1. A random parameter $$s$$, sampled uniformly from $$[0,1]$$ (this is the origin of the “stochastic” in the name);

2. Sandwiching the “shifted” gate application with one additional gate on each side.

These additions allow the stochastic parameter-shift rule to work for arbitrary qubit gates.
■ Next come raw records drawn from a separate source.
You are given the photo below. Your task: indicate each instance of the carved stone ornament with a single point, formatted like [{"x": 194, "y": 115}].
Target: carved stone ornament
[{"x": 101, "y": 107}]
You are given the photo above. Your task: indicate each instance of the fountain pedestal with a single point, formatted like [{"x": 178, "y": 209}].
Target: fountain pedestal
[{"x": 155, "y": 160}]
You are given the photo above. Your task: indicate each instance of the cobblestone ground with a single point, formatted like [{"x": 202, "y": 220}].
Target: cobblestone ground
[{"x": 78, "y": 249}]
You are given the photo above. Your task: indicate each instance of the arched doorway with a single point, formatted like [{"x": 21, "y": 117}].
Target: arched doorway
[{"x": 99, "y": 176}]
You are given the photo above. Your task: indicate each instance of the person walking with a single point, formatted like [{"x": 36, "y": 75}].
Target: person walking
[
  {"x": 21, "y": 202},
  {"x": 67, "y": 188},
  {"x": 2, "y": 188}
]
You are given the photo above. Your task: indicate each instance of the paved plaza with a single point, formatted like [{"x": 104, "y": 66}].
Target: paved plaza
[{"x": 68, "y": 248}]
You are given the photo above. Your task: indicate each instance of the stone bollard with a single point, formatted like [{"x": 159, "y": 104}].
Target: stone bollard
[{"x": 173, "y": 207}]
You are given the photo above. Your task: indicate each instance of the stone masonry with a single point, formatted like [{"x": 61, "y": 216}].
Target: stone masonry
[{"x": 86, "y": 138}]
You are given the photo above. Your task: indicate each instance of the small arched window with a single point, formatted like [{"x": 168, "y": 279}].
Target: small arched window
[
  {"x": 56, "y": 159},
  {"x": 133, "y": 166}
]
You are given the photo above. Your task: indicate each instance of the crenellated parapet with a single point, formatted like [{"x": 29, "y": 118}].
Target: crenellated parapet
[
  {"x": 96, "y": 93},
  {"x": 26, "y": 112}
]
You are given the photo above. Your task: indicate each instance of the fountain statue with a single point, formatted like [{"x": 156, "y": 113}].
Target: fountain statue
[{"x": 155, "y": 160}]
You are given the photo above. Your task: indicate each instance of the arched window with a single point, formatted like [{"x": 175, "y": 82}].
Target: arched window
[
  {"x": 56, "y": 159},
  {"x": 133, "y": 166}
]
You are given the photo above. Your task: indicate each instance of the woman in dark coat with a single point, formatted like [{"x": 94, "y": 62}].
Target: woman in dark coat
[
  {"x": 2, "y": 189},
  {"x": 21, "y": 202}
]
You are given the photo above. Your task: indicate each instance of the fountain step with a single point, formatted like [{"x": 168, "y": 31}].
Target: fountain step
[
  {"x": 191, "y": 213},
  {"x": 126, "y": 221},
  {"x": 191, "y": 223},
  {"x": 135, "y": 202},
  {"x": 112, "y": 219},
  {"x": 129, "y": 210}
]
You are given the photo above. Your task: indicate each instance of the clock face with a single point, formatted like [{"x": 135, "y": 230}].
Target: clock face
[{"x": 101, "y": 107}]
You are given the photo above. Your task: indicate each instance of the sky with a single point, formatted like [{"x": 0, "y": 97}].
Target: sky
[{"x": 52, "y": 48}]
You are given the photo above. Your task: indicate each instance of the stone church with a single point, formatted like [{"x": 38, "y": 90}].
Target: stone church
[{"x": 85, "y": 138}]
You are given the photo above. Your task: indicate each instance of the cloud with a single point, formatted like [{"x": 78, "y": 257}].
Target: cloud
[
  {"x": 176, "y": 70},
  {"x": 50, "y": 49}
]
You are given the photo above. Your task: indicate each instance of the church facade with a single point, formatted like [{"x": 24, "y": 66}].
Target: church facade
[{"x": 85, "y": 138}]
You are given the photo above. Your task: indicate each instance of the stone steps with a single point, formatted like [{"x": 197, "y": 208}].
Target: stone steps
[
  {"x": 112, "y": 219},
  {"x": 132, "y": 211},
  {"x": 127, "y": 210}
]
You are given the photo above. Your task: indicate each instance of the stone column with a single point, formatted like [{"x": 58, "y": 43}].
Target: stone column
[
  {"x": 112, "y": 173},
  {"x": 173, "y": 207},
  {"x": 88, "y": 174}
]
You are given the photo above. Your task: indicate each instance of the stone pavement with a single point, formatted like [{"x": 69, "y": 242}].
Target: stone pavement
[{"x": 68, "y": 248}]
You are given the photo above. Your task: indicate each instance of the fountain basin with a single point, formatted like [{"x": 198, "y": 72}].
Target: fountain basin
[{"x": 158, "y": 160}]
Every gate is unitary, which means they have the form $$\hat{U}(\theta) = e^{i\theta \hat{G}}$$ for some generator $$G$$. Additionally, every multi-qubit operator can be expressed as a sum of tensor products of Pauli operators, so let’s assume, without loss of generality, the following form for $$\hat{G}$$:

$\hat{G} = \hat{H} + \theta \hat{V},$

where $$\hat{V}$$ is a “Pauli word”, i.e., a tensor product of Pauli operators (e.g., $$\hat{Z}_0\otimes\hat{Y}_1)$$ and $$\hat{H}$$ can be an arbitrary linear combination of Pauli-operator tensor products. For simplicity, we assume that the parameter $$\theta$$ appears only in front of $$\hat{V}$$ (other cases can be handled using the chain rule).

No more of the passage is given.